When you get to the starting point, you will see lots of organized birdwatching guides and boatmen ready to take you into the wetland to see the birds. They have a leader who speaks for them. Each canoe can only take three birdwatchers, not counting the guide and boat driver. First, you will need to pay a community fee of around $7 at their small office. It costs about $35 for the boat and guide together. These boat owners and birding guides are locals from nearby communities. When you pay for their services, you are helping the community and protecting the birds and other animals in the wetland.




Once the boat starts moving through the reeds, keep an eye out on both sides and in the air. Your guide and boatman will help you get close to the birds by steering through the papyrus. Make sure your binoculars and camera are ready. The number of birds here might surprise you if you are not ready. Look for bee-eaters, kingfishers, and other types of birds. Do not forget to admire the beautiful butterflies and lotus flowers.

The best time to spot Shoebills is in the morning when they are out hunting. Taking photos of Storks is easier than many other bird species because they stay still for a long time while they watch for fish, frogs, and other prey before they attack.

More information about Birding tours in Mabamba

Birdwatching tours happen every day and last about 4 hours. If you want a full day of birdwatching, you can ask for it. The best time for birdwatching is between September and March when many birds migrate from Europe. It is important to book a tour of Mabamba swamp a day before so they can plan well. Your tour company or private driver should pick you up very early in the morning from your hotel or home. For the best birdwatching experience, bring a backpack with packed food in case you get hungry, binoculars, insect repellent, a hat, sunscreen, a rain jacket, and long-sleeved shirts.

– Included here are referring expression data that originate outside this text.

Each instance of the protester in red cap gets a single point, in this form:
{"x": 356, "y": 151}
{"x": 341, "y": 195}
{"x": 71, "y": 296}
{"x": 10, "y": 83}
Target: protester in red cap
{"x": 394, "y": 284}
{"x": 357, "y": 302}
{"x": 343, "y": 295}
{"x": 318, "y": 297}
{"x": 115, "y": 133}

Other things to do and look out for while visiting the Mabamba swamp

Canoeing: You can arrange for longer canoe trips to see more birds, go fishing, and explore the nearby islands of Lake Victoria. It is important to wear life jackets when getting on the canoe. If you do not have one, pick a boat that can give you one.

Spot fishing: Before tourism became more common, the main thing people did in Mabamba was fishing. Fishing is still the main way people make money in the area. The most common fish species people catch are Tilapia, mudfish, lungfish, and the big Nile Perch. There are many fishermen in the area. You can either join one of them or watch them from a distance. If you want to join them, you can bring your own fishing gear or use one of the hooks and rods made by locals.

Village walks and visiting Craft Shops: Village walks let you spend time with the locals and learn about their lives and how they manage. Many of the people living near the swamp do subsistence farming. You can also visit some craft shops to see lovely bags, mats, baskets, and huts that are skillfully made. Many of these things are crafted using reeds from the swamp. The swamp also gives herbs and materials for building local huts.

Watching Butterflies: While birdwatching is the main attraction of a tour in the Mabamba wetland, the many different types of butterflies are also very impressive. There are over 200 species of butterflies in the Mabamba swamp. The most commonly seen ones are the Bicyclus sebetus, Acraea consanquine, Acraea aganice, Achaea aurivilli, and Abisaraneavei.

Spotting the Sitatunga antelope: The Mabamba swamp is a significant home for the Sitatunga antelope. When you are on a birdwatching tour in the huge swamp, you might come across these shy animals. Unfortunately, their numbers have gone down lately because of poaching that is not controlled. Poachers find and catch them by burning the places where they hide—the marshes. The government and other wildlife protectors are trying to keep them safe by educating the communities about the importance of protecting them.